Rendition was tuning bios of V1000 for quite some time. Update may provide significant improvements, for all my tests was used latest 2.105 version via TSR loader. For all the other games V1000 produced usually admirably high image quality. It is Speedy3D/RRedline games that are offering an interesting alternative. First GLQuake performs better with ICD than gold minigl, but it is still not even half of speed of VQuake. The Vérité port is heavily optimized and does not use all features of the chip, leaving more work for the CPU. Even Quake 2 has Vérité port, albeit beta. Same situation repeats here, Proprietary renderer with single pass monochrome lighting and maxed out antialiasing runs way faster than OpenGL two pass colored lighting.

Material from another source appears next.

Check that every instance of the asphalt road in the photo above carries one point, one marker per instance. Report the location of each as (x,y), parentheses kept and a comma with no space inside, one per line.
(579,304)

Canopus Total3D fall short of average framerates of Virge /GX2 by 7% and the gap widens at minimal framerates. However, since V1000 provides higher precision rendering with all features old games could demand, I still consider this card a bit more powerful hardware. I guess most of people don't want to see a comparison with some stinky Virge, but Voodoo. Just in numbers: at 640x480 I calculated this V1000L-P to be 46% of Voodoo performance overall, were OpenGL Quake games are significantly lower at 33% however VQuakes are running at 75%-95% of Voodoo. Old V1000E is trailing behind V1000L-P by 10-15%. It is obvious why Vérité had to be a budget solution. There isn't enough fillrate for 640x480, but the saving grace is good scaling with lowered resolutions.

Losing ground

Too bad for Rendition they could not get the chip out earlier in the year, they could gain more mindshare. V1000 halo went away quickly after Voodoo fame arise, but that is pretty much only bad thing I could say. Well except the potential instability, developers did not like dealing with DMA transfers either. Everyone fell prey to the blazing speed of 3dfx, but only Vérité competed with it in features, image quality and compatibility. For roughly half the price of Voodoo Vérité offered 2D, full triangle setup, a fair number of Rendition ports with special features like edge antialiasing at reasonable speed. There could have been even more if Rendition had own API for Windows 95 ready before 1997. V1000 beats all other pre-Voodoo value accelerators hands down, even if possibilities of it's RISC core might not have been fully exploited. V1000 lost ambitions too quickly to push developers away from classic rendering concepts. Nevertheless Vérité was a great choice for gamers on a tight budget, with slower CPUs, who wanted to experience full featured 3D acceleration, but not necessarily at high resolutions.
One year later Rendition released much improved second Vérité.